Items do not belong to a single source.

Observation

An Observation represents source-specific context about an Item:

A discussion thread
A score or comment count
A title as presented by a source

Observations are keyed by discussion/permalink URLs and are updated in place as sources are re-fetched.

Source provenance

Source provenance records where an Item was discovered:

Feed URL
Tag page
Daily index
Submission endpoint

This allows Mill to answer questions like:

“Which feeds surfaced this item?”
“Why did this item enter the system?”

Sub-Projects

Fetcher

Responsible for discovering content from external systems.
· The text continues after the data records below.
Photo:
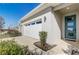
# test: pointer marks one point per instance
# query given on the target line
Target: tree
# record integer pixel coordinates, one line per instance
(1, 22)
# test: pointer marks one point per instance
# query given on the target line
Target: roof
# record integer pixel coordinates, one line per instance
(38, 9)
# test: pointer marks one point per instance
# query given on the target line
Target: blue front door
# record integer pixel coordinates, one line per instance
(70, 27)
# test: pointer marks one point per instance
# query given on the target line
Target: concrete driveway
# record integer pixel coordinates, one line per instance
(61, 48)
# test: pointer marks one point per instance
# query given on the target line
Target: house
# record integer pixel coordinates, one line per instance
(59, 20)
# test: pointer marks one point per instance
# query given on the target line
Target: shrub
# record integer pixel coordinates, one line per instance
(12, 48)
(14, 33)
(43, 36)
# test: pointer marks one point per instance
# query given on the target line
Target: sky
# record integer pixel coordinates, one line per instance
(13, 12)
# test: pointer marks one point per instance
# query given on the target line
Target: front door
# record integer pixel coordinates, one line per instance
(70, 27)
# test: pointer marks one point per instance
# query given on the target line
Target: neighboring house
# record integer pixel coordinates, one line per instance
(61, 21)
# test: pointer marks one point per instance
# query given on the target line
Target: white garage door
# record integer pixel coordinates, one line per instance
(32, 29)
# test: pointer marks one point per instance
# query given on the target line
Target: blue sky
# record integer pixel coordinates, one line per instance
(13, 12)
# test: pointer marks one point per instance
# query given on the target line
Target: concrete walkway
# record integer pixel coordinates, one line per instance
(61, 48)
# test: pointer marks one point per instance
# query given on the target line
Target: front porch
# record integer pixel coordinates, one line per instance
(67, 19)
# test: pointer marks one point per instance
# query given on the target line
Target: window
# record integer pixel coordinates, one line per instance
(44, 18)
(28, 24)
(38, 22)
(32, 23)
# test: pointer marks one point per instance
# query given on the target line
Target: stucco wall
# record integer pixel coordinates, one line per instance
(53, 27)
(76, 12)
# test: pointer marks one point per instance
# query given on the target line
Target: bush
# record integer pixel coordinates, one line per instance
(12, 48)
(43, 36)
(14, 33)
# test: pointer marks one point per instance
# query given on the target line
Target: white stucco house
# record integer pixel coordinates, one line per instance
(59, 20)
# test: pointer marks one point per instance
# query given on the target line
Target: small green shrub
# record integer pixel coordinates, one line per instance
(43, 36)
(14, 33)
(12, 48)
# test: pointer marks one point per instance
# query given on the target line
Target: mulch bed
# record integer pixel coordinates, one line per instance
(47, 46)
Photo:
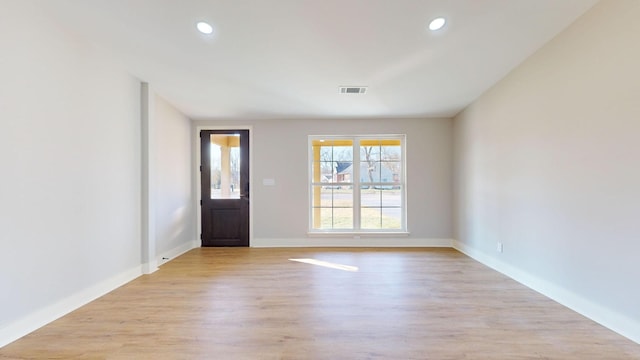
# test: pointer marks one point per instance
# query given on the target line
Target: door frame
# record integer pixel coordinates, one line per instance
(198, 181)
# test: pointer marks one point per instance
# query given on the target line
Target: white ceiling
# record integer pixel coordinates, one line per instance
(287, 58)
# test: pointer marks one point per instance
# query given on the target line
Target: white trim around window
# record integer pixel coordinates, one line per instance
(357, 184)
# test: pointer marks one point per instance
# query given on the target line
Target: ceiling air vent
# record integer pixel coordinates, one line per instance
(353, 89)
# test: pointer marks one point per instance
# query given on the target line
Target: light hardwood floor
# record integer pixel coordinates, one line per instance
(245, 303)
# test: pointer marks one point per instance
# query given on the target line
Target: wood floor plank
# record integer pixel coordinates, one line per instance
(246, 303)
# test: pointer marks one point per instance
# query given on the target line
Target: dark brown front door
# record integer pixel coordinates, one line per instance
(225, 187)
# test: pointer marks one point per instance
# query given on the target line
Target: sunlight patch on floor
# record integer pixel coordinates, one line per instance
(327, 264)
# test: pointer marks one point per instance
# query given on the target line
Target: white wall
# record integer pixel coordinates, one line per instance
(174, 215)
(280, 152)
(547, 164)
(70, 171)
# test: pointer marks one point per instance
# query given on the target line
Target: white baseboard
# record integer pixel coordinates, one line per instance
(17, 329)
(362, 241)
(177, 251)
(604, 316)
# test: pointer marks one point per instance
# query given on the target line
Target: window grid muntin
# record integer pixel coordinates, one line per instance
(396, 183)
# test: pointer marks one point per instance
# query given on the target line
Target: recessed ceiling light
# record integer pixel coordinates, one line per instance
(204, 28)
(436, 24)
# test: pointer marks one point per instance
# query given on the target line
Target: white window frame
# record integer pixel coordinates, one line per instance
(355, 184)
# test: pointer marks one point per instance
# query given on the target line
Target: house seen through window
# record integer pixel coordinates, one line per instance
(357, 184)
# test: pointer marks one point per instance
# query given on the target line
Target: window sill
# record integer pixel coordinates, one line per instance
(358, 235)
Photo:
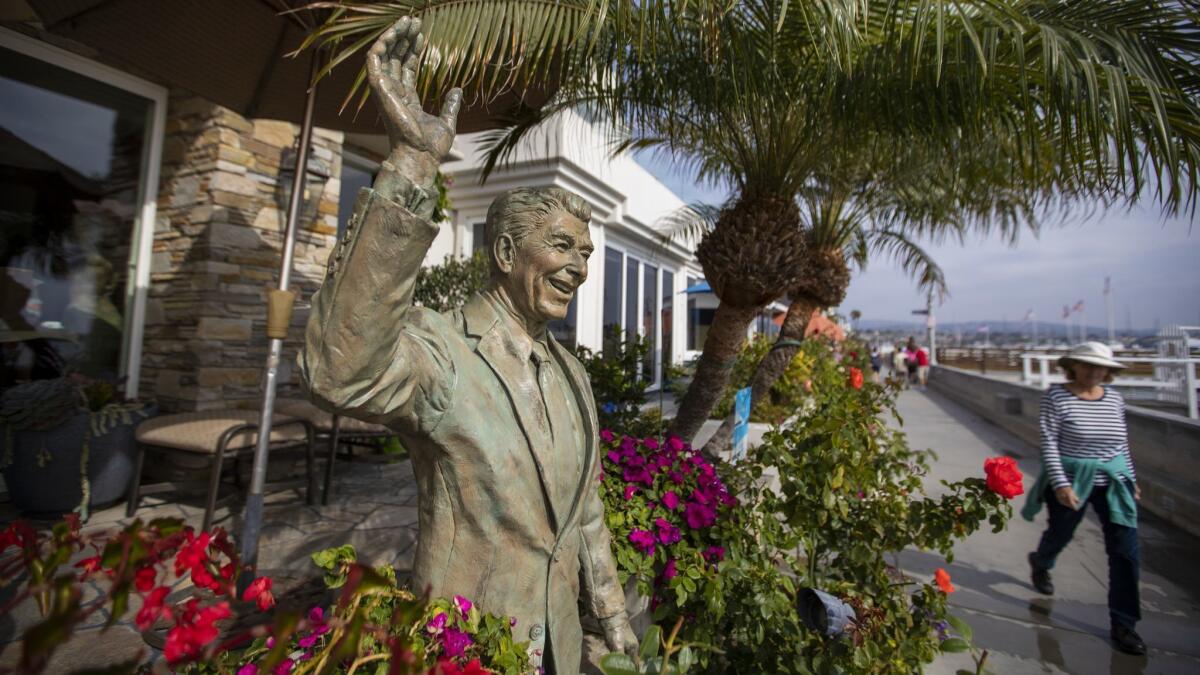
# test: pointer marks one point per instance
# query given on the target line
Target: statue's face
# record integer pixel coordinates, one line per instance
(549, 266)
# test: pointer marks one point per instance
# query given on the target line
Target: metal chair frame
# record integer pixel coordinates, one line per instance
(217, 461)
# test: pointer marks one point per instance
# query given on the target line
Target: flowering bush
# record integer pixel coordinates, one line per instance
(825, 503)
(373, 621)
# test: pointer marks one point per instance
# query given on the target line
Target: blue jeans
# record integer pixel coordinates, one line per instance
(1120, 543)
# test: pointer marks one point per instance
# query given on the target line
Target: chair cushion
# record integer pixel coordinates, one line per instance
(323, 420)
(201, 431)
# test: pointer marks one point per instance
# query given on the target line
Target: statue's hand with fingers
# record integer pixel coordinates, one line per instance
(418, 139)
Each source implementation knows how to:
- Fetch its data
- Interpret links and metadata
- Emit observations
Fetchers do not persist data
Fetchers do not assign identities

Fetcher interface (conceptual):

Fetch(context) → Observations

Content

Responsible for canonicalization, identity, and persistence.

Owns:
- Identity rules
- Merge semantics
- On-disk layout
Provides idempotent upsert operations
Is the only package allowed to write to content/

Content is intentionally conservative and stable, as it defines the long-term shape of stored data.

RSS

Responsible for publishing minimal RSS feeds from stored Items.

Reads from persisted content
Does not participate in fetching or merging
Produces stable feed output suitable for readers and podcast clients

RSS entries are intentionally small and link to full static pages.

Static Site

Responsible for generating per-item pages.

One page per Item
Displays canonical content, metadata, and provenance
Links back to source discussions where applicable

Static pages are treated as derived artifacts, not canonical data.

Scheduler

Responsible for orchestration.

Periodic fetches (e.g. twice daily)
Triggered runs for direct submissions
Keeps execution policy separate from business logic

Direct Submission (Sister Project)

A closely related sub-project allows direct URL submission.

Simple authenticated endpoint
Immediate ingestion
Shares internal packages with Mill
Treated as just another source of observations

This keeps ingestion paths uniform, regardless of origin.

Long-Term Extensions

Mill is designed to support, without redesign:

AI-generated summaries (content, social, metadata)
Text-to-speech artifacts
Alternate publication formats
Database-backed indexing
Multiple fetch schedules per source

These are layered on top of the existing content model rather than replacing it.

Summary

Mill is a deliberately constrained system:

One user
One repo
One canonical data model

By focusing early on identity, provenance, and merge semantics, Mill aims to make later features easy to add without rewriting the core.

The design favors clarity and durability over cleverness, and treats persistence formats as long-term contracts rather than implementation details.